Sizzling valuations are no bar for Asia data centre deals as AI growth beckons

investing.com 04/12/2024 - 03:07 AM

By Yantoultra Ngui, Kane Wu and Scott Murdoch

Global Investment in Data Centres in Asia Pacific

SINGAPORE/HONG KONG/SYDNEY (Reuters)

Global investors are eager to invest in Asia Pacific data centre operators, whether through direct stakes or public offerings, undeterred by high valuations driven by artificial intelligence-based services demand.

Industry executives indicate that regional data centres will maintain high valuations due to the industry's early development and optimistic growth prospects. However, concerns about inadequate infrastructure could pose challenges.

Data centres serve as facilities for processing and storing data using computer servers and equipment.

Valuation Benchmark Set

In September, a consortium led by Blackstone agreed to buy Australian data centre group AirTrunk for an implied enterprise value exceeding A$24 billion ($15.58 billion), representing over 20 times the target's forward core earnings.

Interest in a minority stake sale of Indonesian data centre NeutraDC includes potential buyers like Singapore Telecommunications (Singtel) and BDx Data Centers. A planned sale of a 20% to 30% stake in the data centre division of Indonesian state-owned Telkom could value the business above $1 billion.

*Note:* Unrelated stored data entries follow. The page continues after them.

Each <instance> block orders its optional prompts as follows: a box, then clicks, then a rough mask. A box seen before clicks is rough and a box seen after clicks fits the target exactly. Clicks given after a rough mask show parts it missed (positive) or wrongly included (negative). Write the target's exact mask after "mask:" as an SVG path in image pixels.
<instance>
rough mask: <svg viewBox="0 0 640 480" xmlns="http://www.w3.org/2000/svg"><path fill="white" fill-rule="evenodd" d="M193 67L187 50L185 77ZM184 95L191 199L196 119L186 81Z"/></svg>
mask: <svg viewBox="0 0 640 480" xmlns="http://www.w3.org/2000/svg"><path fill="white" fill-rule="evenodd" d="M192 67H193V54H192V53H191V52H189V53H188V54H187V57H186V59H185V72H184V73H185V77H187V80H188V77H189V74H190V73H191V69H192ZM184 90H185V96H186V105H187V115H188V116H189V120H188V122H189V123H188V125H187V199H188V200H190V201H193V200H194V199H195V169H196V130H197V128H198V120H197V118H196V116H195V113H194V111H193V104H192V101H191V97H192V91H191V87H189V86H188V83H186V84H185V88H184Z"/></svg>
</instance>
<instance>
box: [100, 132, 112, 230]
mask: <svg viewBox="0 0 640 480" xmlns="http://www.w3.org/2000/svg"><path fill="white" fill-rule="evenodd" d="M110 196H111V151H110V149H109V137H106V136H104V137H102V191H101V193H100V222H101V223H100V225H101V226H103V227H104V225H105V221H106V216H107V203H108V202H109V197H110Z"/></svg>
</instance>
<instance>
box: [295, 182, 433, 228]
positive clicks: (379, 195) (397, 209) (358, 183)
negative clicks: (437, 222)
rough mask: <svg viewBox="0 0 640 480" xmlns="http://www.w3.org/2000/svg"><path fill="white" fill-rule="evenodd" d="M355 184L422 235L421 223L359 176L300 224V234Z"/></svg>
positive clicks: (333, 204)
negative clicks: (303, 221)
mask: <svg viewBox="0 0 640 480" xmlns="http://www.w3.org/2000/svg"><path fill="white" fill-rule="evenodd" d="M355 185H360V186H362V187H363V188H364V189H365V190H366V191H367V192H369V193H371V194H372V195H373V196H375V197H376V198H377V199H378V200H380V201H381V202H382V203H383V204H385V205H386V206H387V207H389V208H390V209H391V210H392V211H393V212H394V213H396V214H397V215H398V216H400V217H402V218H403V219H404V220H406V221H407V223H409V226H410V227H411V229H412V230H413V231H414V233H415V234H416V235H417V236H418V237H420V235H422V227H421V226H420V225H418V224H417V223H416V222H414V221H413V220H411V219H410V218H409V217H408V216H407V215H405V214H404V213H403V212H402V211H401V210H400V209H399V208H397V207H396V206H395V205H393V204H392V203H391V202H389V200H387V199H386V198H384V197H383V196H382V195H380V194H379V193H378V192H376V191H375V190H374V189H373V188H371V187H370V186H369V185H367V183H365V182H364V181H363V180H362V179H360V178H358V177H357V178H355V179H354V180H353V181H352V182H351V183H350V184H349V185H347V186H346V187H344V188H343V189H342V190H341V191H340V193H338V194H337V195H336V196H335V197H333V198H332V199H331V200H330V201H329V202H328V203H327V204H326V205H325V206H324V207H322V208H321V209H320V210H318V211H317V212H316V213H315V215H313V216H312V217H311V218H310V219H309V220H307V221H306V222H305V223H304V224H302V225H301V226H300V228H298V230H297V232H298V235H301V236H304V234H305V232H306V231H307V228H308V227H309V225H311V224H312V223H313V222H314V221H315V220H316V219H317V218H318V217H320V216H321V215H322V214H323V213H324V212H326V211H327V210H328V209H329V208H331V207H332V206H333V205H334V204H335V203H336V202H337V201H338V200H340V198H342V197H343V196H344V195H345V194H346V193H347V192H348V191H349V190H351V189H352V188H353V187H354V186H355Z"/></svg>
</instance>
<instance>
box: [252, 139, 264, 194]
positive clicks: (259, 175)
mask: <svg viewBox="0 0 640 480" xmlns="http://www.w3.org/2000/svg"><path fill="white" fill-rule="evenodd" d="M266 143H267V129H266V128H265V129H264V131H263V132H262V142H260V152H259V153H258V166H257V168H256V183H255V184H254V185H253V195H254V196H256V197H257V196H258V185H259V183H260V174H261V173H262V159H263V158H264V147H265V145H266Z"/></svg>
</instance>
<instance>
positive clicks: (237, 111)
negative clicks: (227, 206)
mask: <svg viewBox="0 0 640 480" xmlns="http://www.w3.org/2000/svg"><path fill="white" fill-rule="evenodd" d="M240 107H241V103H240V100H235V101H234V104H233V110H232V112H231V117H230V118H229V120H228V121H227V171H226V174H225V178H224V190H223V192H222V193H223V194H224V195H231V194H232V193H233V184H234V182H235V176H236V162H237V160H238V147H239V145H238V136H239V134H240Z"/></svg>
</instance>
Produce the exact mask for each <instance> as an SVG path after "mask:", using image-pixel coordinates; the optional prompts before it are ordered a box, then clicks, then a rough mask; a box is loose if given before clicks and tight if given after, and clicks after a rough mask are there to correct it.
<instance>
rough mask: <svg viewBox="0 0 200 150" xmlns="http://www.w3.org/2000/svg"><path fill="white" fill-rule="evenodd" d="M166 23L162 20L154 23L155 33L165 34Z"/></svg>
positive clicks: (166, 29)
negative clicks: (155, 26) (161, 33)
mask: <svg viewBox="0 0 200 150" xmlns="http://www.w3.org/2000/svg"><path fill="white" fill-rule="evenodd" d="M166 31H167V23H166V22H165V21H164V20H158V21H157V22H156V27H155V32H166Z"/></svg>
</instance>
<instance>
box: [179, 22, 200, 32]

Analyst Niko Margaronis from BRI Danareksa Sekuritas suggested NeutraDC might be valued over 20 times core earnings, supported by capacity expansion plans targeting 500 megawatts by 2028-2030, up from approximately 60 MW by end-2024.

A spokesperson for Telkom mentioned the sale process is progressing well but refrained from commenting on specifics.

Increased IPO Size Due to Strong Interest

Australia's HMC Capital reported that heightened investor interest led to upsizing the IPO of its data centres business, DigiCo REIT, by A$100 million to A$2.75 billion. This listing, Australia's largest for the year, is set to debut on December 12, at a valuation of 26 times forward earnings per DigiCo's prospectus.

The new valuation benchmark for data centre transactions stands in contrast to an average multiple of about 16 times core earnings for global private infrastructure deals, according to Realfin.

Manjit Balgir, Bank of America's Asia telecom and digital infrastructure head, noted that data centre asset valuations reflect the sector's rapid growth, driven by orders from hyperscale customers.

Execution Risks Persist

The AirTrunk acquisition has positioned Asia Pacific at the forefront of the global data centre M&A market this year, with a deal value totaling $17.03 billion, more than half of the global transactions, per LSEG data.

The elevated valuations in Asia are tied to the industry’s emerging status and operators' capacity expansions in response to rising AI demand.

KKR's director Projesh Banerjea highlighted the rapid growth potential, citing large contracts like a one-gigawatt agreement that could significantly increase capacity. KKR bought a 20% stake in Singtel's Asian data centre for S$1.1 billion ($818.64 million) last year.

Some investors express caution about the sustainability of high valuations amid execution risks related to power capacity and infrastructure inadequacies. Gilles Chow, CPP Investments' managing director, emphasized the growing importance of reliability in data centre delivery for tenants.

Charlie Wilson, from Sidley Austin, noted that while the Asia Pacific data centre market remains a positive growth narrative, a slight cooling of sector growth is anticipated as new capacity comes online.